In vitro synthesis of bioactive hydroxyapatite using sodium hyaluronate as a template

Being a biocompatible and bioactive material, hyaluronic acid has great potential as a template to regulate the mineralization of hydroxyapatite (HA) nanocrystals in vitro. Our present study investigates the effects of sodium hyaluronate (SH) concentrations and initial pH values on the chemical composition, morphology and biological properties of hydroxyapatite (HA) crystals prepared by the wet chemical approach. All purified products were studied by Fourier transform infrared (FTIR) spectroscopy, X-ray diffractometry (XRD), X-ray photo-electronic spectroscopy (XPS), and transmission electron microscopy (TEM).

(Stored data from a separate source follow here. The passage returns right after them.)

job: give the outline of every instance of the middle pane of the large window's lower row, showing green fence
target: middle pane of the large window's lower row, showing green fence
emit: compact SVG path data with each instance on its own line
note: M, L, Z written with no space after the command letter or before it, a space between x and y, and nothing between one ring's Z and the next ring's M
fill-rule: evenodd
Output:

This is the first time that bioactive carbonated apatites were synthesized using SH as a template. Biocompatibility of such apatites was gauged by cell vitality and alkaline phosphatase activity of MG-63 cells. The results suggested that carbonated apatites synthesized in the presence of SH were more favorable to the proliferation and differentiation of MG-63 cells compared to conventional apatites. In our study, we also found that SH temporarily stabilizes amorphous calcium phosphate (ACP) at the early stage of crystallization. The results imply that the initial pH value and the concentration of SH play a key role in affecting calcium vacancies, carbonate content and morphology of apatite crystals, as well as their effects on the proliferation and osteogenic differentiation of MG-63 cells. These synthesized carbonate-containing apatites are potentially attractive candidates for tissue engineering applications.